Когда стихал ветер, мы получали шанс на победу. Моя куртка успешно справлялась с задачей, а рубашка Шало загорелась. Он тут же бросил рубашку на землю и затоптал огонь.
Луна скрылась за тучей. Огонь был повержен. Запыхавшиеся и потные, непрестанно кашляющие, мы опустились на участок, не тронутый пламенем. В темноте светились недотушенные искорки.
— Наверное, так мог бы выглядеть Таймер с высоты птичьего полёта, — сказал Шало, — панорама большого города с мириадами фонарей и светящихся окон…
Граница между чёрной выжженной дугой и неповреждённой светло-желтой полоской сухотравья выглядела нереалистично и завораживающе.

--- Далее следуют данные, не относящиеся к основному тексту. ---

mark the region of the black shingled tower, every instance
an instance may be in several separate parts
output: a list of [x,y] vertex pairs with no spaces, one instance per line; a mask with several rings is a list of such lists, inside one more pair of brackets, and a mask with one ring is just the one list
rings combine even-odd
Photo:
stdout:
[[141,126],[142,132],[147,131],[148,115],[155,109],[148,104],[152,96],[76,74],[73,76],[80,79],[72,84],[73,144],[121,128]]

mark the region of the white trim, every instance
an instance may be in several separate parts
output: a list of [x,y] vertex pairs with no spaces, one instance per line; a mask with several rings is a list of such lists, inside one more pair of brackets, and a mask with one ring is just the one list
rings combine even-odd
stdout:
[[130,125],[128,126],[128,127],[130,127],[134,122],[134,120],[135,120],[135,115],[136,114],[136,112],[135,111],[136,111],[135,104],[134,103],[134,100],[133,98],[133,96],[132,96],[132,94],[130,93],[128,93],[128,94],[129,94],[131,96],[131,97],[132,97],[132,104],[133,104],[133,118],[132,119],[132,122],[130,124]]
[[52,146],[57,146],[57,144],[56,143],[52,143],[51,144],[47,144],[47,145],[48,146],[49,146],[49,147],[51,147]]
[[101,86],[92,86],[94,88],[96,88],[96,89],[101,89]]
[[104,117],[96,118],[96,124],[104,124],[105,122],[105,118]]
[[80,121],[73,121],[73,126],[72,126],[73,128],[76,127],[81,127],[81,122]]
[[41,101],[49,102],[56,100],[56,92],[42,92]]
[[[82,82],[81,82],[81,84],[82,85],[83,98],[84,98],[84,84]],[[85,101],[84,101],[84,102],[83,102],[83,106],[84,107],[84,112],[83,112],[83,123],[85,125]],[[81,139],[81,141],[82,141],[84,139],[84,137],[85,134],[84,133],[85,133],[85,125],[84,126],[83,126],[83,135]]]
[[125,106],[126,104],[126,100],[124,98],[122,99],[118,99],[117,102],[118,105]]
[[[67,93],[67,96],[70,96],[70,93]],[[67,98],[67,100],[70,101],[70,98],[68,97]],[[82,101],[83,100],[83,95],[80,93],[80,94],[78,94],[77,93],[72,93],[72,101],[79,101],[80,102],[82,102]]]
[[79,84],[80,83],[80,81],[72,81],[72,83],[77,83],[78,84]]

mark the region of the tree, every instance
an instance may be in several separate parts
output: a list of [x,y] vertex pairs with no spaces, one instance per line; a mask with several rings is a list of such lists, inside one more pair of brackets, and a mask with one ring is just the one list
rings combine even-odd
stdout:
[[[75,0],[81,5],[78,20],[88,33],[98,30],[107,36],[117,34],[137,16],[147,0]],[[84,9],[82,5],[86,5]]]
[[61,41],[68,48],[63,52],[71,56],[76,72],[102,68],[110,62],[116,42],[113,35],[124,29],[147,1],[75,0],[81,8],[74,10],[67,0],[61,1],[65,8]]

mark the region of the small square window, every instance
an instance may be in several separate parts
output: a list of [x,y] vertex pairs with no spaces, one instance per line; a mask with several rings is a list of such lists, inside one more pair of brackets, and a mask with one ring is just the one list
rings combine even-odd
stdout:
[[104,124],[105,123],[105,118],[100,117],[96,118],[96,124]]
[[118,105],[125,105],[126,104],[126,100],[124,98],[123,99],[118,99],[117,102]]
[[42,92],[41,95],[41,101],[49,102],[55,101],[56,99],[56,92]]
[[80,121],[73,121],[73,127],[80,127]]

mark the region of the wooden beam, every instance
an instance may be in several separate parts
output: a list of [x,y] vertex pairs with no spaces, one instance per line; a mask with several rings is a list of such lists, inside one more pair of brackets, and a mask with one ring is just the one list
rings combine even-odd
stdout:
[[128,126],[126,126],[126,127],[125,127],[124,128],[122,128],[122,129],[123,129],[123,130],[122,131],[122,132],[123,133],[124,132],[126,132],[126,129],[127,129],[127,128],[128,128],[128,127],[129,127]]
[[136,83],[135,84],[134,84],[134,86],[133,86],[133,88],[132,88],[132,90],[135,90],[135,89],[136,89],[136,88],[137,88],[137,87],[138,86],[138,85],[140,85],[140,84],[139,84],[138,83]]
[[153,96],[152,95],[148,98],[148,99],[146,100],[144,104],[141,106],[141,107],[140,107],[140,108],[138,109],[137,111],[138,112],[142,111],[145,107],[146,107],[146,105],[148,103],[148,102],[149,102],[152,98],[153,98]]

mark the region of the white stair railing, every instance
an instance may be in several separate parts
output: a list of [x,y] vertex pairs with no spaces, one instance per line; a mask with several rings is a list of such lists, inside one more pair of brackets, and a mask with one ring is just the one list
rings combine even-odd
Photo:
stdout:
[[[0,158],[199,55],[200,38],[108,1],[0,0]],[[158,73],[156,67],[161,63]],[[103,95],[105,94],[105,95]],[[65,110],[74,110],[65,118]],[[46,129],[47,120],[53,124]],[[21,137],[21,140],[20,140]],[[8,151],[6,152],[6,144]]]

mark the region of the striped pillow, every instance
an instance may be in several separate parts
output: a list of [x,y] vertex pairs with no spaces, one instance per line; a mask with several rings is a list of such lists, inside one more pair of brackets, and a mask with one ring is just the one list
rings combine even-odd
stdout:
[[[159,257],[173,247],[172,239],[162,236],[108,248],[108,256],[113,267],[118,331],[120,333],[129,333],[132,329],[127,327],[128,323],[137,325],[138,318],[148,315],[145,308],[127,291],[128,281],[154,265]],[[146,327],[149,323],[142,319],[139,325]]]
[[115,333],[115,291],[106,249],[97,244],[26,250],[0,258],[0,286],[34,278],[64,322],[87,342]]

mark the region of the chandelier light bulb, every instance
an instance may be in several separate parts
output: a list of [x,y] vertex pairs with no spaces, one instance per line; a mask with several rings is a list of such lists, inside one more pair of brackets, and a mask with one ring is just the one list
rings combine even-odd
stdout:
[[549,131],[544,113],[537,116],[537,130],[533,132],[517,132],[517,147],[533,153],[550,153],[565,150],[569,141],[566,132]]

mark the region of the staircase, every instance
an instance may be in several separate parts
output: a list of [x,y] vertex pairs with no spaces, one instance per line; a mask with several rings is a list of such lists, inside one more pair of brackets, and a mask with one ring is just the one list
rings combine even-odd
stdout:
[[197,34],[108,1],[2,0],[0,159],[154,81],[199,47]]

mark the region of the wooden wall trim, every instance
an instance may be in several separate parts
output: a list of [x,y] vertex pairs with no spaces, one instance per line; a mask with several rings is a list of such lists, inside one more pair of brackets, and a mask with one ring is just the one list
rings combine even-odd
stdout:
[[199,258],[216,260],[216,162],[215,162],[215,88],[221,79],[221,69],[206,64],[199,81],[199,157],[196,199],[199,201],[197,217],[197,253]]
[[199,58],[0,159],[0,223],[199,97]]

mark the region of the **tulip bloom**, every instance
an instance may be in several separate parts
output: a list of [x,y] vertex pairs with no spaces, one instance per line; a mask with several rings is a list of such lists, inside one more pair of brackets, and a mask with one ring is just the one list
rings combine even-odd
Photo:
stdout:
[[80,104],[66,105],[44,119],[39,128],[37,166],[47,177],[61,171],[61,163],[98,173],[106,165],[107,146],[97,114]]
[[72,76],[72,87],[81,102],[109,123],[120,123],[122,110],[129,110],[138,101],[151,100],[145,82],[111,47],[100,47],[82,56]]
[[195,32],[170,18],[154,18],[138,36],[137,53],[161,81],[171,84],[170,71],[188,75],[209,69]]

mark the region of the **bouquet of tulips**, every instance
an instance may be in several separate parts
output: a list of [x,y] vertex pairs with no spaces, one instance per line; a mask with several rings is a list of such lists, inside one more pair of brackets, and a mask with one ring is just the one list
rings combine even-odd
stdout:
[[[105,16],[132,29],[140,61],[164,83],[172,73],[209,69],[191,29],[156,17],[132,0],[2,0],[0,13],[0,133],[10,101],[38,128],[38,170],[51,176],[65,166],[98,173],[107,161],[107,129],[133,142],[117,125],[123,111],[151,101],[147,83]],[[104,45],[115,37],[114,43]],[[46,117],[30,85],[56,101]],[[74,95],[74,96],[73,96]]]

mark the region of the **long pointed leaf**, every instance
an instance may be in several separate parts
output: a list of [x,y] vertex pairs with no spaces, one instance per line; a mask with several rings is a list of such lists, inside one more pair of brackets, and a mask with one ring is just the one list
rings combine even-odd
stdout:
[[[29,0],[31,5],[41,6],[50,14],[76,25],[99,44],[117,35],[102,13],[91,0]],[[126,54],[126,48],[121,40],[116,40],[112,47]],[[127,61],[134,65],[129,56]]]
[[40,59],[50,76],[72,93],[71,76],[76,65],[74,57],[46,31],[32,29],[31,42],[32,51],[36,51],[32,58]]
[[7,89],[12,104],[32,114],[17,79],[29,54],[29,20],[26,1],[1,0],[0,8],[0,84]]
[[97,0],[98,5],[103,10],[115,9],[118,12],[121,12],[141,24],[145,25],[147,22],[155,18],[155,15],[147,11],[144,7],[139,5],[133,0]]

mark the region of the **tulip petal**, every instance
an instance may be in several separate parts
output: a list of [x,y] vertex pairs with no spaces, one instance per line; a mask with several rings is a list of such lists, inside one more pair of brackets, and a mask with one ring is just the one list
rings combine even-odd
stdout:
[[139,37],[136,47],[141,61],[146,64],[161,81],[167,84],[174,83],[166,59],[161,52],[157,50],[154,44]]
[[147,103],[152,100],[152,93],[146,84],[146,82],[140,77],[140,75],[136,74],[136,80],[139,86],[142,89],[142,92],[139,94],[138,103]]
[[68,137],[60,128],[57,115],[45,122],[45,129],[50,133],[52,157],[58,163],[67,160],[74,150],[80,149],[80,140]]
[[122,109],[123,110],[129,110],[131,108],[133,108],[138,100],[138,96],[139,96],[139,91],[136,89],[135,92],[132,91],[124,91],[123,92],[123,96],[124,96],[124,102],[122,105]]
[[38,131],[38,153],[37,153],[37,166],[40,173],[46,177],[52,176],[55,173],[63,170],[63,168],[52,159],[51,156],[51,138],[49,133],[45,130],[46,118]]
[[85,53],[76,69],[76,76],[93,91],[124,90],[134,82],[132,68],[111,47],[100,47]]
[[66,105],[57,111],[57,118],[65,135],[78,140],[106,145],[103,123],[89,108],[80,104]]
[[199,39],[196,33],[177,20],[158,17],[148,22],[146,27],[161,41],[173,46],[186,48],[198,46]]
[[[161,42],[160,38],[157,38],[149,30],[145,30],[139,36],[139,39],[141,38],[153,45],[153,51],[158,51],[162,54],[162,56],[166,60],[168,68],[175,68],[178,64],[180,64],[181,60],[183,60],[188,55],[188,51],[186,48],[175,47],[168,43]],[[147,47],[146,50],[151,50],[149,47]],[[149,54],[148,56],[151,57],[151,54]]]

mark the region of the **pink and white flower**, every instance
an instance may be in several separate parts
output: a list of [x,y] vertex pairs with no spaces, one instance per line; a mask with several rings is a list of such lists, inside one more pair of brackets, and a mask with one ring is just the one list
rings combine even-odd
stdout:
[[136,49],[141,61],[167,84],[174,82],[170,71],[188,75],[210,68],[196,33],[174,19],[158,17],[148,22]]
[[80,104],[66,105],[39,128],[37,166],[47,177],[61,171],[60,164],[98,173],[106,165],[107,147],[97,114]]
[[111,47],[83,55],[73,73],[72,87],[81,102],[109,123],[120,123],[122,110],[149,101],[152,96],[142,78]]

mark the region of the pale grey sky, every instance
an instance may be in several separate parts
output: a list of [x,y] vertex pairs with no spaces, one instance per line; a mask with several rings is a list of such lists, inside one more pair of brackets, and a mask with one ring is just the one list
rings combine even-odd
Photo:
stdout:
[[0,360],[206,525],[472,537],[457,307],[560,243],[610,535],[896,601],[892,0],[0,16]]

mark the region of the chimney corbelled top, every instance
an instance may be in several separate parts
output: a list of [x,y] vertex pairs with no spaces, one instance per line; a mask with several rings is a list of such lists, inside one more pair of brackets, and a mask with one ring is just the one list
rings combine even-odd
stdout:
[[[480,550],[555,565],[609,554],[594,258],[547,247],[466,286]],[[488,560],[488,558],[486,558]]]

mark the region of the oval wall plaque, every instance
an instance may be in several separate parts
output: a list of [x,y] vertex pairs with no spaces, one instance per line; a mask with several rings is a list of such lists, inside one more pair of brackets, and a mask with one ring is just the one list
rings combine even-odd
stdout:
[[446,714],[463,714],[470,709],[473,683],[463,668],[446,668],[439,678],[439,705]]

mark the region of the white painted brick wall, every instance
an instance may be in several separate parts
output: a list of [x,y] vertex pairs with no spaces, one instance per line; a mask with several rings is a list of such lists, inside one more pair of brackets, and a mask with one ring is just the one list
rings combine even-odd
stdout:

Мы походили по полю, притаптывая тлеющие огоньки, опасаясь, как бы из них не вырос новый пожар.
— Жрать охота, — пожаловался Шало.
— И пить, — поддакнул я.
— И пить, — согласился он, — пить даже больше.
О заложенных в лунку яйцах мы и думать забыли.
Мы возвращались в деревню. Проходя мимо большого камня возле железной дороги, Шало остановился.
— Подожди. Положи руку на камень.
— Зачем?
— Положи, — требовательно повторил он.
В лунном свете я отчётливо видел его чумазую сосредоточенную физиономию: вымазанный в саже нос, следы пятерни на лбу и подкопчёные губы. Рыжие волосы тоже были черны — но это от ночной темени. На груди — чёрные застывшие потёки пота. Уверен, я выглядел не лучше.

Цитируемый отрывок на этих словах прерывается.